According to the app, Brek canceled it at the routes 17 and 40 intersection, and the app stopped tracking him.
I continued to track him, and he headed east on 40.
Jessica and I followed when he’d already been driving in that direction for an hour.
We found his phone in the woods behind a truck stop.
I tracked the driver and have the two/thirds triplets picking him up for a conversation.
I’m going to break into the cameras at the truck stop now to see what I can see.
Jessica says their friends are asking about him.
I imagine it won’t be long before they send out an alarm. I can’t deal with that right now.”
“Good. Are you thinking clearly?” Dad asks.
I close my eyes and take a deep breath. That’s debatable.
What he’s asking is if I’m clear-minded enough to call the shots.
I’m not sure if I am. Besides Lor being kidnapped by the fucking Dranghetta family when she was a few months pregnant with Axl, I’ve never had someone close to me involved in something like this.
Discounting the time three of my brothers walked into a megachurch cult island colony unarmed. That was fun.
“Maybe,” I admit.
“May I make a suggestion?” Dad asks. I nod. “Myro and Jessica, talk to the rest of the family and Brek's friends. Tell them what we know. Try to keep them calm. We’ll bring back any updates as we have them.”

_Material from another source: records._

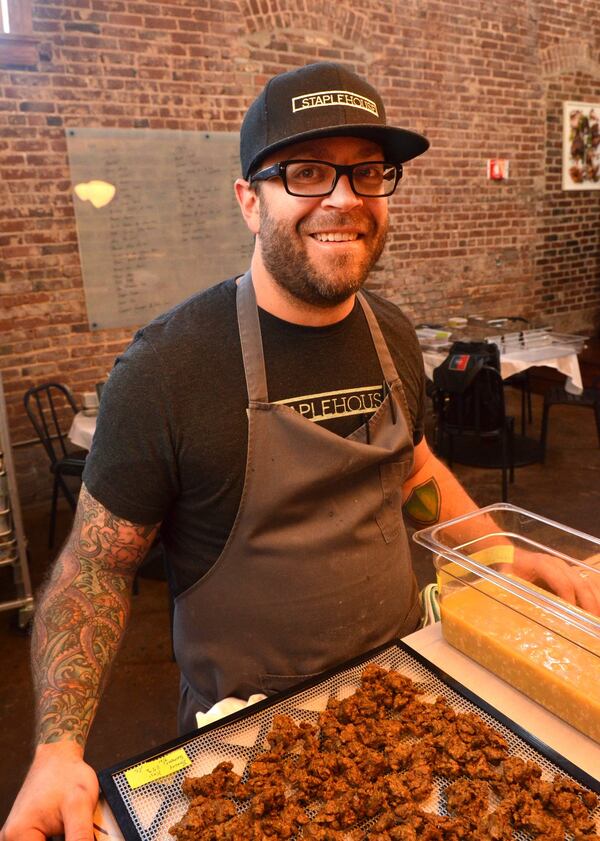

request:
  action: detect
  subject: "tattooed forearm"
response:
[32,486,158,745]
[402,476,441,526]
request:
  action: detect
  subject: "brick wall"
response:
[0,0,600,501]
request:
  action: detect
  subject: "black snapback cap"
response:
[240,62,429,179]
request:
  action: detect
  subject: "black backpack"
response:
[433,342,504,432]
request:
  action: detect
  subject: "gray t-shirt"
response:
[83,279,425,594]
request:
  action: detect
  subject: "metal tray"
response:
[98,641,600,841]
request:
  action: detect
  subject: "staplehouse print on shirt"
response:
[275,385,382,422]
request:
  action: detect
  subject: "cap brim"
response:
[244,123,429,178]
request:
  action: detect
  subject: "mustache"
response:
[296,210,375,234]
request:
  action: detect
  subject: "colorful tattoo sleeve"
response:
[402,476,441,526]
[32,486,158,745]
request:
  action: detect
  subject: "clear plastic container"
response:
[414,503,600,742]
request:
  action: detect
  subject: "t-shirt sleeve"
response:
[374,298,427,445]
[83,332,179,524]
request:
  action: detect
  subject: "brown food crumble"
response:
[169,664,600,841]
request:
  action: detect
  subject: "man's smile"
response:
[310,231,363,242]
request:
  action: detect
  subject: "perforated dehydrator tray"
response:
[98,641,600,841]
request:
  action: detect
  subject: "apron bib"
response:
[173,273,419,732]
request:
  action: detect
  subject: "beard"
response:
[259,201,388,308]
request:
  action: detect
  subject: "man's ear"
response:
[234,178,260,235]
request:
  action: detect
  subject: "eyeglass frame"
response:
[248,158,403,199]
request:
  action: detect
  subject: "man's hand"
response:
[0,741,99,841]
[501,549,600,616]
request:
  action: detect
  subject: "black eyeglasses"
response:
[250,160,402,198]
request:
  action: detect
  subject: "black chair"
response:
[541,377,600,461]
[23,382,86,548]
[433,365,515,502]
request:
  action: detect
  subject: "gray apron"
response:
[173,273,419,732]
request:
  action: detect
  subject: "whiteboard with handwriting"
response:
[66,128,253,329]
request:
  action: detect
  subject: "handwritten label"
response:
[125,748,192,788]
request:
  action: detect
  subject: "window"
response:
[0,0,38,67]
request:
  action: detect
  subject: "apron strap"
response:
[356,292,399,385]
[236,271,269,403]
[236,271,398,403]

“I’m going to offer them a place in the big house,” Myro says. “Do you want to stay here with Voss and do what you can or come with me?” he asks Jessica.
She doesn’t answer right away. I’m only partially paying attention as I attack the security system of the truck stop.

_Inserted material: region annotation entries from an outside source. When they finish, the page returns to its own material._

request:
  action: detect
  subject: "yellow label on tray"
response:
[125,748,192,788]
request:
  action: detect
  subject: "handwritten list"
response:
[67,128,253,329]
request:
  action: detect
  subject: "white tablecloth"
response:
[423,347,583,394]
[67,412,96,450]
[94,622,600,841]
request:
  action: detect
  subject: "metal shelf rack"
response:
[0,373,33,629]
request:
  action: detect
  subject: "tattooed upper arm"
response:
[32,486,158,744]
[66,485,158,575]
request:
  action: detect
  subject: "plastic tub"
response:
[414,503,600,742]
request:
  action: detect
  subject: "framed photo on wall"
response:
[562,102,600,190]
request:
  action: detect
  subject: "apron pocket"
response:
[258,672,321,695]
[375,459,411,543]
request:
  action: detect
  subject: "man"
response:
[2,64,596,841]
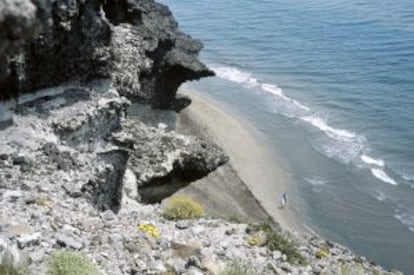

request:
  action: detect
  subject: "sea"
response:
[160,0,414,274]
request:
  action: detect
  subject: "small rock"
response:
[184,267,204,275]
[175,220,190,230]
[63,184,82,198]
[171,242,201,259]
[150,261,167,274]
[13,155,30,165]
[272,250,282,260]
[30,249,45,263]
[101,210,116,222]
[0,236,30,268]
[55,233,84,250]
[279,263,292,273]
[201,255,224,275]
[172,259,186,274]
[251,231,267,246]
[3,190,23,202]
[186,255,201,268]
[17,232,41,249]
[0,153,9,160]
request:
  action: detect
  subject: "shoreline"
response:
[176,89,304,232]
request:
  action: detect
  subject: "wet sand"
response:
[176,90,301,231]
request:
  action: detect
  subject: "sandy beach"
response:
[176,91,300,231]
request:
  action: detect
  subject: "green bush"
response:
[162,197,204,220]
[48,251,99,275]
[247,223,306,265]
[0,263,26,275]
[0,252,28,275]
[220,262,255,275]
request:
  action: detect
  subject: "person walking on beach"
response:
[280,192,287,208]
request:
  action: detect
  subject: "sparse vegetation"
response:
[48,251,99,275]
[138,224,161,239]
[0,252,27,275]
[220,262,255,275]
[315,249,329,259]
[247,223,306,265]
[162,197,204,220]
[0,263,26,275]
[341,263,365,275]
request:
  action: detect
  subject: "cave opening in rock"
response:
[103,0,142,26]
[138,177,191,204]
[138,164,206,204]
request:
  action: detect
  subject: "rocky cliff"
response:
[0,0,213,109]
[0,0,402,275]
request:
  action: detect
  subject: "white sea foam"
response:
[360,155,385,167]
[212,67,259,87]
[260,83,310,111]
[374,191,387,201]
[213,66,400,188]
[304,178,326,186]
[371,168,398,185]
[401,173,414,181]
[300,115,356,139]
[394,213,414,232]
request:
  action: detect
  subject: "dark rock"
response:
[0,0,213,110]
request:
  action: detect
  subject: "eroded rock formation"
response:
[0,0,213,109]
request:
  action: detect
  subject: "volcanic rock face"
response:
[0,0,213,109]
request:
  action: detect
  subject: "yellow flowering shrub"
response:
[315,249,329,259]
[247,237,258,246]
[138,224,161,239]
[162,197,204,220]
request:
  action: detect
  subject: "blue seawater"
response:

“I want to stay here,” Jessica says. “Is that okay?”
“Yes,” Dad answers.
“Voss?” I glance up, meeting her eyes. “Is it okay with you?”

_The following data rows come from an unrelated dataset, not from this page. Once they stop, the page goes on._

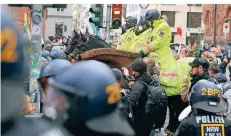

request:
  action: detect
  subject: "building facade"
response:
[203,4,231,44]
[127,4,204,44]
[45,4,73,38]
[8,7,47,37]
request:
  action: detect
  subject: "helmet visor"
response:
[43,86,70,122]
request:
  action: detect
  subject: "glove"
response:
[140,50,148,58]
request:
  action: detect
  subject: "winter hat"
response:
[132,60,147,74]
[112,68,123,82]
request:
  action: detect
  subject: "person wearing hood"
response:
[122,60,152,136]
[181,58,214,102]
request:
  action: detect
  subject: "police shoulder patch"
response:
[127,37,132,42]
[159,31,164,37]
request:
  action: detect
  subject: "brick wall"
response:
[202,4,231,44]
[9,7,47,37]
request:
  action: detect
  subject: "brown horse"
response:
[72,48,139,87]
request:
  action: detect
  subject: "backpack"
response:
[138,78,168,128]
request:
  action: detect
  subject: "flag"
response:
[23,7,30,39]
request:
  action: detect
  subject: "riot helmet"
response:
[41,50,50,59]
[44,60,134,135]
[189,80,225,113]
[50,49,66,60]
[145,9,160,23]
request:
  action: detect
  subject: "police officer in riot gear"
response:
[49,49,66,60]
[135,17,151,35]
[176,80,231,136]
[220,41,231,79]
[1,6,71,136]
[44,60,134,136]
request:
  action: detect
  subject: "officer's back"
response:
[1,5,71,136]
[176,80,231,136]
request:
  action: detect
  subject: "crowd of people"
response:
[1,5,231,136]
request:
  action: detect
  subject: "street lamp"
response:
[223,18,231,44]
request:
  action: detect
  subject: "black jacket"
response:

I look at Myro. There’s an unlikely probability that I’ll remember to curb my information output, which means she’s going to get a dose of truth about the skeletons we hide. I don’t know her well enough to know if she’s going to be able to handle that truth.
Myro inclines his head, indicating that she can handle it. My eyes meet Jessica’s again. “Yes, fine.” I turn back to the computer. Dad squeezes my shoulder.
“Do me a favor and ask your friends to meet me in the gray parlor,” Myro tells Jessica as she stretches up to give him a kiss. “I got my brothers.”
Jessica joins me at my desk again, already tapping away on her phone. “On it.” Myro leaves. Dad stays. When Jessica is finished, she sets her phone down and looks at me. “What can I do? I’m decent with computers, but not as good as you.”
I don’t answer for a minute. Dad disappears into the back room and returns with a laptop. He sits at the large table in my office and does whatever it is Dad does. Probably sending out the alarm and putting all of Van Doren on the lookout for Brek.
Once I’m in the truck stop’s system, I stand and tug her to where I was sitting. The screens are covered with almost two dozen camera images, looking at different sections of the truck stop. I show her briefly how to call up specific feeds, playback, and move forward.
“Watch for them,” I tell her. “The Shuttled is a gray sedan with Arizona plates, 87 YTF 9.”
Jessica nods. I unplug Brek’s phone and start poking around, hoping to find something else useful while we wait for the man who abducted Brek to be delivered.